PoppingTomorrow · 20/05/2024 09:11

The first wife will be cool with it in the sense that she knows the deal. She will be Emirati. As first wife she has primary wife status and as an Emirati she has superiority. She will also know that OP may be flavour of the month but one day the husband will focus his attentions elsewhere and take another wife, but she will still always be the primary wife.

Kitkat1523 · 20/05/2024 09:11

I wouldn’t go

KimberleyClark · 20/05/2024 09:12

SilentSilhouette · 20/05/2024 09:02

Why not just be happy for her?

And if/when it goes wrong you can also be there for her.

She is obviously happy so what more could you want than your child's happiness?

I would question whether she is happy. She must be desperately in love if she is prepared to be with him on these terms and it’s unlikely she will be happy knowing he’s away shagging his first wife. And what happens if he gets a third wife?

OP go to the wedding and support her. She will need it.

Gcsunnyside23 · 20/05/2024 09:12

I get your instincts are to not support it and I think most would feel the same but I think I would still go. Not to support it but so your daughter doesn't dig her heels in if it all goes wrong and knows she has your support even if you don't support her marriage

InheritedClock · 20/05/2024 09:13

I’d go, OP, and stick very close between now and the wedding, for all the reasons other people have mentioned.

Tel12 · 20/05/2024 09:13

Actually you need to go now and get the lie of the land. Meet him and his family. Grin and bear it January is a long way off.
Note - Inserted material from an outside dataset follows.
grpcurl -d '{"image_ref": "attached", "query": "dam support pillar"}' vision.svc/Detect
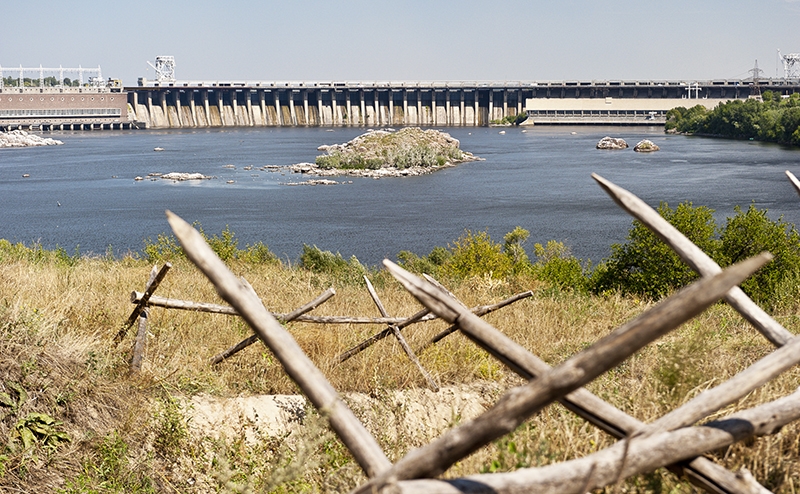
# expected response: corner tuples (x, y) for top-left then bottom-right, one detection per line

I think that you need to support your daughter as it's quite possible that this will end up in tears.

PoppingTomorrow · 20/05/2024 09:14

ManilowBarry · 20/05/2024 09:04

I'd be absolutely sickened at my daughters lack of morals for wanting to live there and embrace their culture so would have no problem at not going to her wedding and I'd cut her out of my will.

petitions.ituc-csi.org/end-slavery-uae

The daughter has been living and working there for a while so that ship has sailed.

Do you have anything in your house that was made in China?

LuluBlakey1 · 20/05/2024 09:14

How does all of this work in practice?

Do they all live together in one house? All the wives, children and husband?

Do they have separate homes and he moves between them as suits him? Or by agreement with them? Might she not see him for several weeks at a time? Presumably he can do as he pleases in trrms of where he sprnds his time?

Sexually, are they separate relationships?

What is the legal status of your daughter's earnings? Are they hers or do they go into a common pot that is used to support his other wife/wives?

What will happen if they divorce? Are his other financial commitments taken into consideration?

How will she feel if he chooses to have another two wives and children?

Is he very wealthy?

I assume the marriage is not recognised in this country as it is bigamous?

saraclara · 20/05/2024 09:17

I'd be horrified, but I would go. I'd also visit soon in order to meet him, and to talk with my daughter about the implications. Just to ensure that she understands how the land will lie if she has children.

Mannyshy · 20/05/2024 09:17

I wouldn't go either. But as long as she always knows she's welcome home if things don't work out. For all the people saying you need to go or she will feel like she's not welcome home, it's 2 totally different things.